Growth in household debt is slowing
Household borrowing from banks slowed in November as interest rates rose and the government pressed banks to cut lending.
Many borrowers turned to non-banking financial institutions, which offered easier terms.
According to data from the Bank of Korea on Wednesday, total bank loans to households in November increased by 3 trillion won ($2.5 billion), or 0.28 percent on-month, in November, much smaller than the 5.2 trillion won, or 0.5 percent increase in October.
By type of loans, new mortgages issued by banks went from 4.7 trillion won in October to 2.4 trillion won in November, a 49 percent decrease in a month.
Other types of new loans, mostly unsecured loans, totaled 500 billion won last month, about the same as in October.
The central bank said that government's policies, rising interest rates and seasonal effects slowed household borrowing.
According to the Financial Services Commission (FSC) on Wednesday, though, household borrowing from second-tier non-banking financial institutions like savings banks increased rapidly in November. Despite their label, savings banks in Korea are more like consumer finance companies.

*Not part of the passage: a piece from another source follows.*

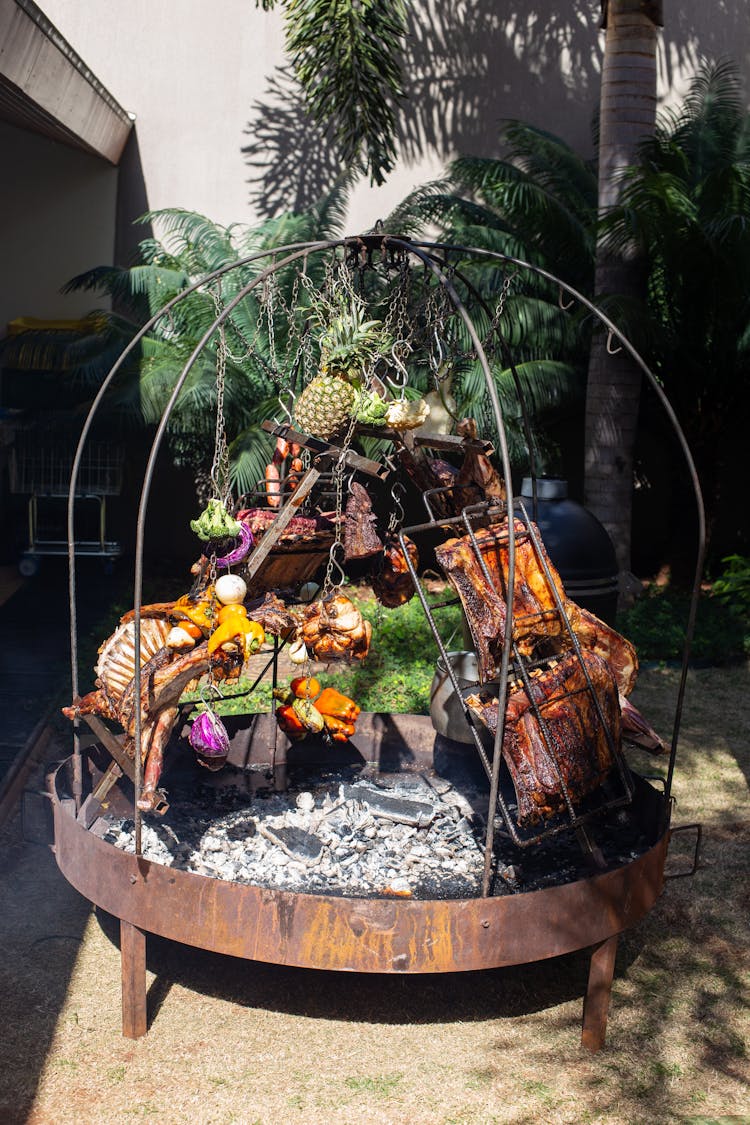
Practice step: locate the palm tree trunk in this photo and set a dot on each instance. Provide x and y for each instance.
(627, 113)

Second-tier institutions have traditionally been more welcoming to borrowers with weak credit histories. As commercial banks suspended some of their lending programs and reduced lending limits, savings banks and credit cooperatives rose as alternatives.
According to the FSC, household lending from all types of financial institutions increased by 5.9 trillion won in November, less than the 6.1 trillion won increase in October.
Lending by second-tier non-banking institutions increased by 2.9 trillion won in the past month, nearly three times the 1 trillion won new lending in October. The largest increase was from credit cooperatives, which extended 2.1 trillion won in fresh loans in November.
It is likely to be even more difficult for households to borrow next year.
While the government set 6.99 percent as a target for on-year household debt growth this year, the target will be reduced to between 4 and 5 percent next year.
A major issue is loan qualification standards such as the debt service ratio (DSR), which decides how much a customer can borrow relative to income.
From next year, the DSR must be kept at below 40 percent for borrowers from commercial banks.
This means principal and interest payments on loans will be limited to 40 percent of income.